Editor’s Note: A new book about marijuana was released earlier this month. Alex Berenson’s Tell Your Children: The Truth About Marijuana, Mental Illness, and Violence has been met with vocal critiques and admiration, and we here at Points wanted to respond. Over the next two weeks, we’re going to run a roundtable on Berenson’s book, starting with my response and then featuring Points writers and friends Isaac Campos, Brooks Hudson, and Bob Beach. Feel free to participate in our roundtable by commenting below or engaging with us on Twitter

screenshot 2019-01-21 14.01.00Emily Dufton: Ever since I had my first book published in December 2017, I’ve been interested in the path that books, especially non-fiction books, take as they journey from an idea in an author’s mind to a finished project available on the shelves. After all, as anyone who has gone through the publishing process knows, crafting a book requires two things: time (generally at least a year or two), and other people’s support.
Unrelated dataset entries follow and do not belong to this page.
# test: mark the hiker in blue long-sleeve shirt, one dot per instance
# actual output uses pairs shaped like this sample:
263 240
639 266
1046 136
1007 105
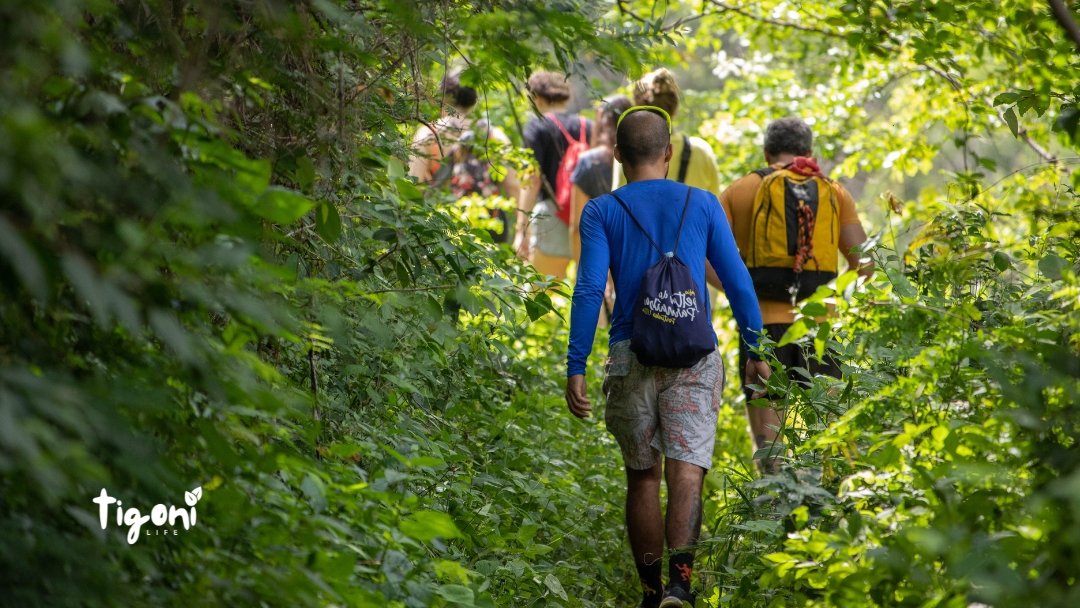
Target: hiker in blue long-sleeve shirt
657 410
From agents to editors to copyeditors to designers to marketers to publishers, there are a lot of individuals involved in the creation of a book, and a lot of people who need to sign off along the way.
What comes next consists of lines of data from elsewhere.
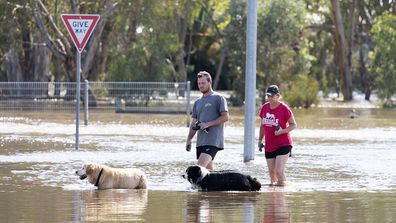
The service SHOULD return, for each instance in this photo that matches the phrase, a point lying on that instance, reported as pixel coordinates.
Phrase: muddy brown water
(342, 169)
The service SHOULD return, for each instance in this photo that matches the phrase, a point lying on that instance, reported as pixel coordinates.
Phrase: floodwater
(342, 169)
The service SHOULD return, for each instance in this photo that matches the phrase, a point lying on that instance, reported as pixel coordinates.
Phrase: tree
(340, 54)
(384, 57)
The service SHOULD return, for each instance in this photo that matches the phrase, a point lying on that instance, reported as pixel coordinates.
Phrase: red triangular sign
(80, 27)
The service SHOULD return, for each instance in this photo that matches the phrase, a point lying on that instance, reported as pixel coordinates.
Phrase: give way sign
(80, 27)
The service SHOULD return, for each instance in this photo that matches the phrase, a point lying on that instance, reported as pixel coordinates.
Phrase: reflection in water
(112, 205)
(210, 206)
(276, 209)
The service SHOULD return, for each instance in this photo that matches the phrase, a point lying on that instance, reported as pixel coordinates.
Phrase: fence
(122, 97)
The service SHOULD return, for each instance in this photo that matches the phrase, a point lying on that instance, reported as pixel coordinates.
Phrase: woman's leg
(280, 164)
(272, 171)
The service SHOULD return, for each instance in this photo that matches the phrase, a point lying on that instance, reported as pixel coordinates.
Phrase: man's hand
(188, 145)
(260, 146)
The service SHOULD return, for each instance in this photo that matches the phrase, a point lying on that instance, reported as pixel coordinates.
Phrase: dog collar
(97, 180)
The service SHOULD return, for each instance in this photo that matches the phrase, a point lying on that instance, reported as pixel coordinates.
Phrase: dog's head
(86, 170)
(194, 174)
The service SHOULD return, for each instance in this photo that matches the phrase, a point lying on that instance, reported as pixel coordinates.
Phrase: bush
(303, 92)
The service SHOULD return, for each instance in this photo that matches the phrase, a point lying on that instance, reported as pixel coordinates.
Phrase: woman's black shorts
(281, 151)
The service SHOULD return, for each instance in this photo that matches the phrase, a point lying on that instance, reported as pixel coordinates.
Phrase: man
(209, 113)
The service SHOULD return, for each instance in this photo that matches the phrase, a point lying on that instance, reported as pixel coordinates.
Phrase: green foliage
(280, 50)
(384, 57)
(302, 92)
Which makes me wonder exactly what the publishers at Simon and Schuster were thinking when they purchased the rights to Alex Berenson’s Tell Your Children: The Truth About Marijuana, Mental Illness, and Violence, which was released earlier this month, on January 8.
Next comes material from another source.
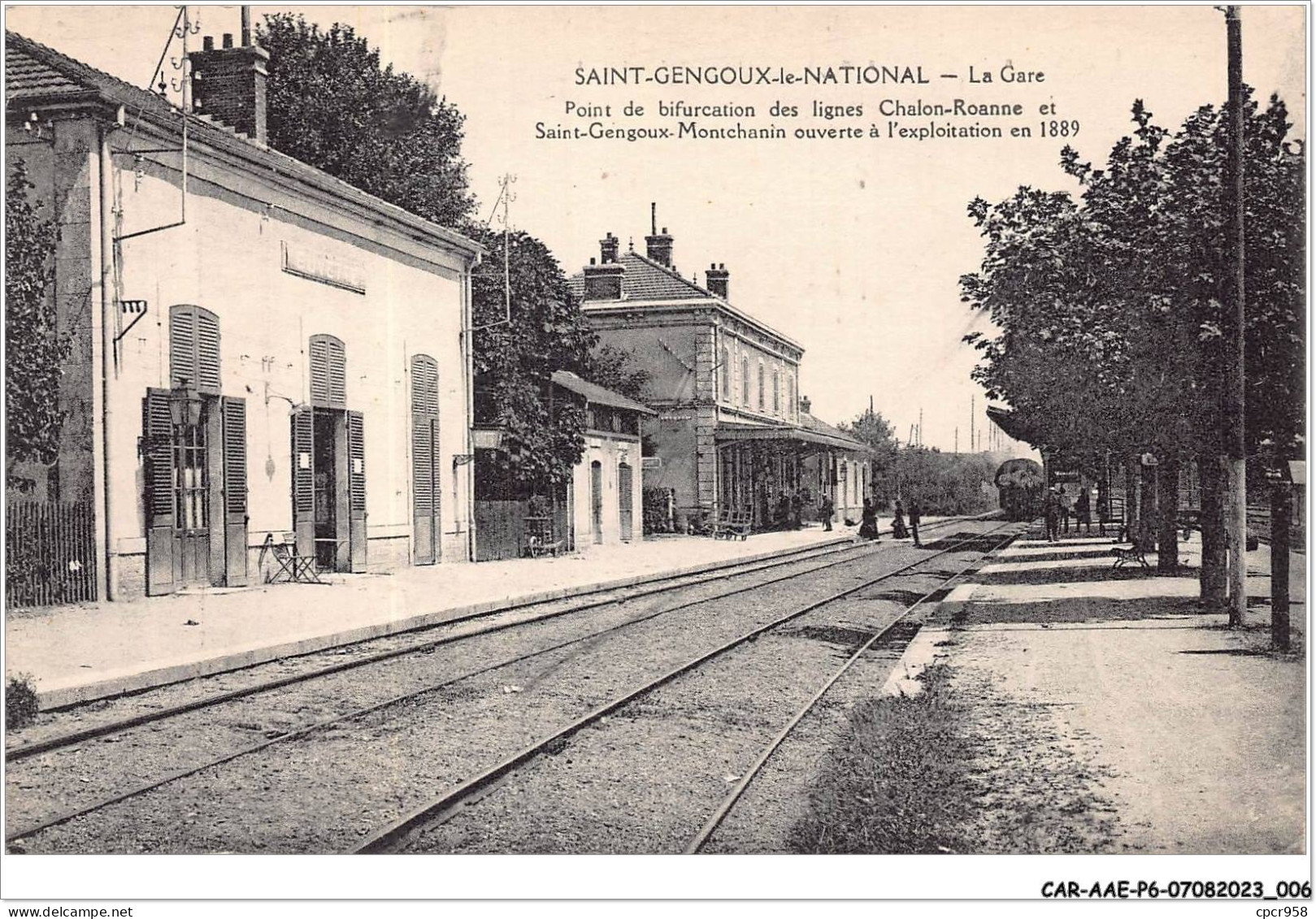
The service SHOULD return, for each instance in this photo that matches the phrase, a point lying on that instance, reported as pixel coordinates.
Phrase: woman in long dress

Tell Your Children is a relatively short book that ties the increased use of increasingly potent marijuana to a variety of negative conditions, including, as the title suggests, mental illness and violence. Berenson cites evidence, like a recent report from the National Academies of Science, Engineering and Medicine, that relates marijuana use to different forms of psychosis, including depression, social anxiety, and, at the extreme end of the spectrum, schizophrenia. He also shows connections between marijuana and violent crime, suggesting that heavy pot users are hardly the couch-surfing stoners we’ve come to believe. Instead, Berenson argues, heavy marijuana users engage in violent acts (including, among his many horrific stories, ax murders, child abuse and corpse mutilation) at higher-than-average rates — often while experiencing the psychotic episodes that the marijuana originally caused. This could easily become a mounting problem, Berenson warns, as more states legalize recreational and medical use, often without putting any limitations on the strength of the cannabis available. “The higher the use, the greater the risk,” he writes in his introduction. “Marijuana in the United States has become increasingly dangerous to mental health in the last fifteen years, as millions more people consume higher-potency cannabis more frequently.”